I spent most of last week in bed, sick as a dog. Of course, this gave me plenty of time to consider clues that you’re an ill Latter-day Saint (assuming, of course, you don’t realize it while you are puking in the toilet). Okay, that’s a lie – last week, I didn’t really think about the blog. But I’ve had time to think since then, and here are just a few signs!
1. You’ve found yet another good reason to have kids over a wide age range. Now your oldest kids can take care of the younger ones while you lay in bed. This gives me a lot of hope for when my little ones get bigger.
2. You can’t even find the strength to make green jello for the ward activity. Oh, the tragedy!
3. You decide to cut this Sunday’s talk down to the essentials, and so you toss out the fifteen talks you printed out to prepare.

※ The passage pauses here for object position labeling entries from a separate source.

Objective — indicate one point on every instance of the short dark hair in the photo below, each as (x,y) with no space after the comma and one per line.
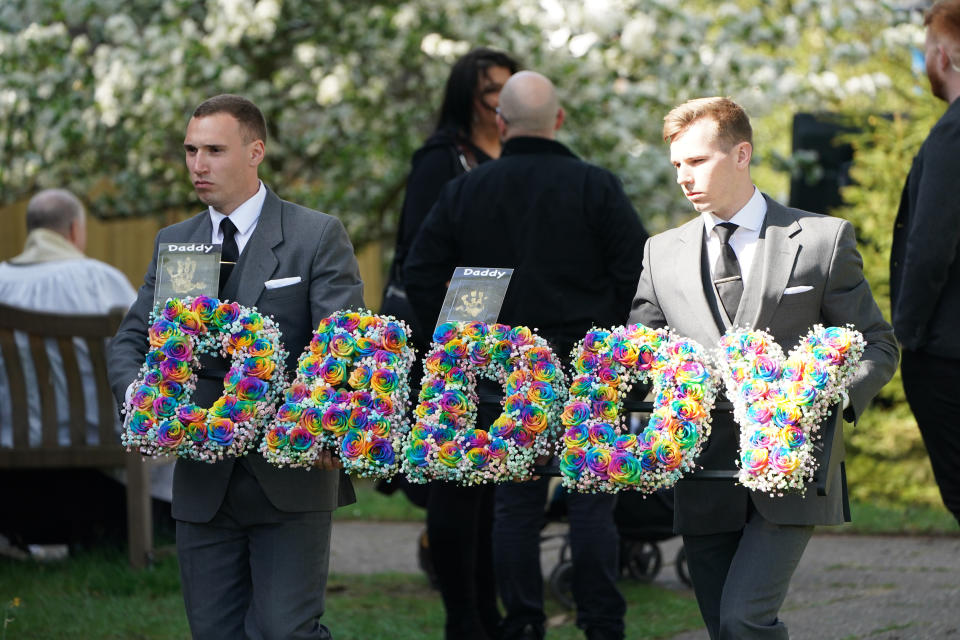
(733,123)
(456,112)
(943,19)
(53,209)
(252,124)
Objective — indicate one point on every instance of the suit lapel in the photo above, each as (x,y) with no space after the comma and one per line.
(260,261)
(687,267)
(779,251)
(201,229)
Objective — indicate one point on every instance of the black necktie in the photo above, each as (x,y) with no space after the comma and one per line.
(726,272)
(229,251)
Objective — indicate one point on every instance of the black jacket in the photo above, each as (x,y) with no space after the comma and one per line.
(924,260)
(566,228)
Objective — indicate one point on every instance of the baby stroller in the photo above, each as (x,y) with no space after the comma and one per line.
(641,521)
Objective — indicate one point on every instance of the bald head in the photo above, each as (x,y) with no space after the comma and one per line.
(529,106)
(60,211)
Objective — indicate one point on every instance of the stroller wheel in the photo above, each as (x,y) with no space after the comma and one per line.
(561,584)
(681,565)
(641,559)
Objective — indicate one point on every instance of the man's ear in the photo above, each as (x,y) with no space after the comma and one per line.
(501,127)
(744,153)
(257,152)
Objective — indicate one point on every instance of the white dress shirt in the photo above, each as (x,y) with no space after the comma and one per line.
(243,217)
(749,220)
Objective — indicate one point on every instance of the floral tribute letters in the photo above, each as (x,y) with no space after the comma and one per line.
(349,396)
(779,403)
(445,443)
(595,454)
(161,420)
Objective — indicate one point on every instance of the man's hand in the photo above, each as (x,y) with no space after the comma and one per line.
(327,461)
(539,462)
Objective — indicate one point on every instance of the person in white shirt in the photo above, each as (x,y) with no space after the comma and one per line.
(53,275)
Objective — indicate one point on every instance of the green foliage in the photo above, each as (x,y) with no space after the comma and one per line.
(375,506)
(95,94)
(888,463)
(873,518)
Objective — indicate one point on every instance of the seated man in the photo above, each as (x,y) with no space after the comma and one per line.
(52,275)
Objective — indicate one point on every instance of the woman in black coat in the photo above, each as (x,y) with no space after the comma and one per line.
(459,519)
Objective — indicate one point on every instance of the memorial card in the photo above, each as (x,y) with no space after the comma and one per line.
(187,269)
(475,293)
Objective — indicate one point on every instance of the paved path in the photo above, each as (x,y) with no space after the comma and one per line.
(846,588)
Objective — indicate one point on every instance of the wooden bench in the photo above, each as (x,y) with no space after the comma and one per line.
(93,330)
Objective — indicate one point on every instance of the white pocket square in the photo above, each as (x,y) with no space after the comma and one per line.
(281,282)
(800,289)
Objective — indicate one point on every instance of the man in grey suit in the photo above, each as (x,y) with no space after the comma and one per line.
(252,539)
(778,269)
(925,264)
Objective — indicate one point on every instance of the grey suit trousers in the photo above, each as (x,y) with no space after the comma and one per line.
(254,571)
(741,577)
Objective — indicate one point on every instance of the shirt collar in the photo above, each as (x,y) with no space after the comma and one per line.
(246,215)
(749,217)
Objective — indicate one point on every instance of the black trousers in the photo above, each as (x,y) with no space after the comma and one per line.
(459,529)
(932,384)
(594,543)
(459,525)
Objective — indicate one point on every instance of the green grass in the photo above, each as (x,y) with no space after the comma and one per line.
(96,595)
(874,519)
(373,505)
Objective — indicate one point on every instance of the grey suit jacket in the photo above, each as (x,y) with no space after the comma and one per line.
(795,248)
(289,240)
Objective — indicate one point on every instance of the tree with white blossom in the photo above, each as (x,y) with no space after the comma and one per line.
(96,93)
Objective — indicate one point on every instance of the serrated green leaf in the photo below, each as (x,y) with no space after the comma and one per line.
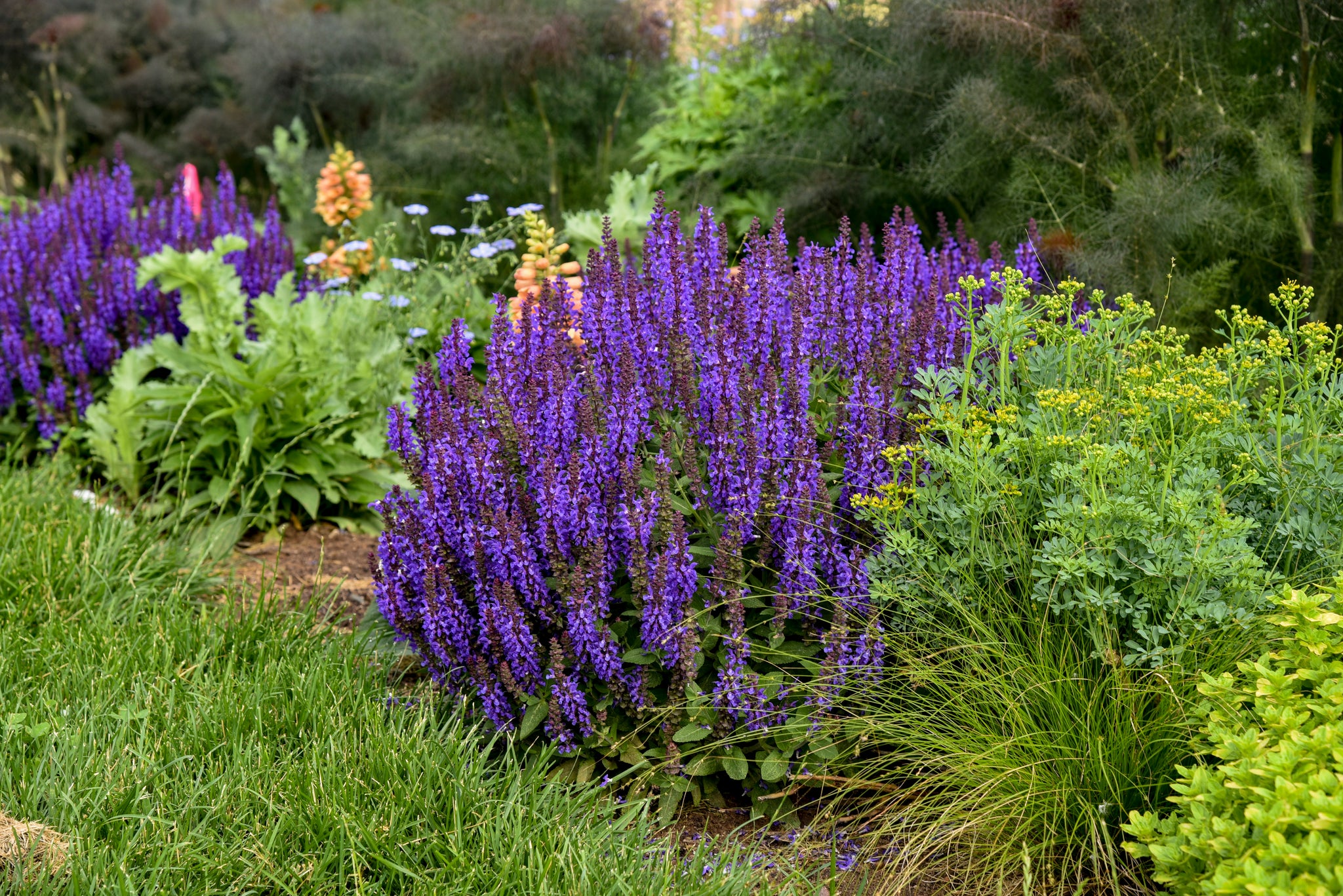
(774,768)
(735,764)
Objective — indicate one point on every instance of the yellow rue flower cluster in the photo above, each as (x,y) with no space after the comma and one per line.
(889,497)
(344,191)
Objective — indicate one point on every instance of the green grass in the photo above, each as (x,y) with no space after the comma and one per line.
(198,750)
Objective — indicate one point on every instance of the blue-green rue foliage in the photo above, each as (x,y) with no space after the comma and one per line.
(644,537)
(192,749)
(1089,463)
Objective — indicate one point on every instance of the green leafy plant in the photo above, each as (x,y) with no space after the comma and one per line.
(266,416)
(628,207)
(1091,463)
(1264,815)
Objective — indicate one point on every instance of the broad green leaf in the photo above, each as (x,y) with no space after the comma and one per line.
(774,768)
(306,495)
(735,764)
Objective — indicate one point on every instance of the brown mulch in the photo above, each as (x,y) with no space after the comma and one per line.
(810,847)
(31,846)
(320,564)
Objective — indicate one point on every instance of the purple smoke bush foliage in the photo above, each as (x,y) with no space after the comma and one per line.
(69,304)
(611,524)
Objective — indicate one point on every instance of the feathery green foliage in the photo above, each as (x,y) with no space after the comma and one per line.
(998,732)
(1089,463)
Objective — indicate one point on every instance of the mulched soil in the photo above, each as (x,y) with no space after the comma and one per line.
(840,859)
(321,563)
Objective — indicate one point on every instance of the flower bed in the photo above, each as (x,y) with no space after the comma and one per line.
(69,304)
(651,527)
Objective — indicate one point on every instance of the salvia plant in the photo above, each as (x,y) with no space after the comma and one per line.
(69,300)
(644,539)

4. You can’t even find the strength to make green jello for the ward activity. Oh, the tragedy!
5. You sign up to bring yourself a dinner. Don’t you love Relief Society?!
6. When someone asks you if there is any way they can help out, you point them in the direction of another sister who you feel is more in need of attention.
7. Your husband begs to let you give him a blessing so that he doesn’t have to do any more of the housework. Depending on how many and how young your kids are, he might even get down on his knees.
8. Even hearing your kids sing “I Am a Child of God” causes you physical pain. Then again, maybe it isn’t the singing. Maybe it’s just you.
9. You start to wonder if the reason you are hanging around the bathroom has to do with the drink you had last night. Can soda really make you throw up that much?